The total amount of carbohydrates is around 55% higher in spelt than in full-fat soy flour. It have 70.2 grams per 100 grams, compared to 31.9 grams in full-fat soy flour.
There’s less sugar in spelt than in full-fat soy flour, 10% precisely.
One handful of spelt (28 grams) contains 1.9 grams of sugar, while the same amount of full-fat soy flour contains 2.1 grams.
Lastly, let’s take a look at the dietary fiber in spelt and full-fat soy flour.
Dietary fiber keeps the digestive system healthy and helps with weight management by promoting a sense of fullness.
With 3 grams of fiber per portion, spelt is a better source of fiber than full-fat soy flour which spelt offers 2.7 grams per portion.
Spelt vs Full-Fat Soy Flour Fats
Like most other grains and legumes, with the exception of lupins and peanuts, spelt and full-fat soy flour are low in fat.
Fats in spelt and full-fat soy flour are mostly healthy unsaturated fats. They are naturally cholesterol-free and trans-fat-free.
Total fat in spelt and full-fat soy flour:
- Spelt: 2.4 grams per 100 grams
- Full-Fat Soy Flour: 20.6 per 100 grams
Speaking of saturated fats, spelt is 87% lower in saturated fats.
Spelt and full-fat soy flour contain 0.4 grams and 3 grams of saturated fat per 100 grams, respectively.
Spelt vs Full-Fat Soy Flour Vitamins Content
This section will discuss the vitamin content of spelt and full-fat soy flour.
Vitamins are micronutrients, meaning we need only a small amount. However, they are very important for many processes in our bodies.

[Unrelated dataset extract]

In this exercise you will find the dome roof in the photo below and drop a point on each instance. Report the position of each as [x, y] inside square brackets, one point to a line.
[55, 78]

Spelt has a higher amount of vitamin A, vitamin B1 (Thiamine), vitamin B2 (Riboflavin), vitamin B5 (Pantothenic acid), vitamin B6 (Pyroxidine), vitamin B9 (Folate), vitamin E, and vitamin K.
However, full-fat soy flour has a higher amount of vitamin B3 (Niacin).
Spelt and full-fat soy flour contain the same amount of vitamin C, vitamin D, and vitamin B12 (Cobalamin).
The following table shows the exact amount of vitamins spelt and full-fat soy flour contain side by side, so you can easily compare them.
|Spelt||Full-Fat Soy Flour|
|Vitamin A||10 IU||120 IU|
|Vitamin B1 (Thiamine)||0.364 mg||0.581 mg|
|Vitamin B2 (Riboflavin)||0.113 mg||1.16 mg|
|Vitamin B3 (Niacin)||6.84 mg||4.32 mg|
|Vitamin B5 (Pantothenic acid)||1.07 mg||1.59 mg|
|Vitamin B6 (Pyroxidine)||0.23 mg||0.461 mg|
|Vitamin B9 (Folate)||45 µg||345 µg|
|Vitamin B12 (Cobalamin)||0||0|
|Vitamin E||0.79 mg||1.95 mg|
|Vitamin K||3.6 µg||70 µg|
Spelt vs Full-Fat Soy Flour Minerals Content
Minerals are important for our body to function properly. We need only a small amount of minerals, so they are called micronutrients.
Some minerals, like iron, calcium, zinc or, iodine, are relatively hard to get on a plant-based diet, so it’s important to choose your foods thoughtfully. This part of the spelt and full-fat soy flour comparison focuses on their mineral content.
Spelt is a better source of calcium, copper, fluoride, iron, magnesium, phosphorus, potassium, sodium, and zinc than full-fat soy flour.
On the other hand, full-fat soy flour is a higher amount of manganese, and selenium.
Check out the table below to learn how spelt and full-fat soy flour compare when it comes to mineral content.
|Spelt||Full-Fat Soy Flour|
|Calcium||27 mg||206 mg|
|Copper||0.511 mg||2.92 mg|
|Iron||4.44 mg||6.37 mg|
|Magnesium||136 mg||429 mg|
|Manganese||2.98 mg||2.28 mg|
|Phosphorus||401 mg||494 mg|
|Potassium||388 mg||2520 mg|
|Selenium||11.7 µg||7.5 µg|
|Sodium||8 mg||13 mg|
|Zinc||3.28 mg||3.92 mg|
The Final Word
Spelt and full-fat soy flour are highly nutritious and a great addition to a plant-based diet.
Both spelt and full-fat soy flour are high in specific vitamins and minerals, and including them in your diet will give you the most benefits they offer.
Antioxidants found in grains and legumes can help to protect cells from damage and may reduce the risk of certain diseases and the effects of aging.
Additionally, the fiber and other nutrients in these foods can support the health of the digestive system and may even help to prevent certain digestive cancers.
Legumes and grains are a versatile food that can be incorporated into any meal of the day, including breakfast, lunch, or dinner. They can be served hot or cold, making them a convenient and tasty addition to a variety of dishes.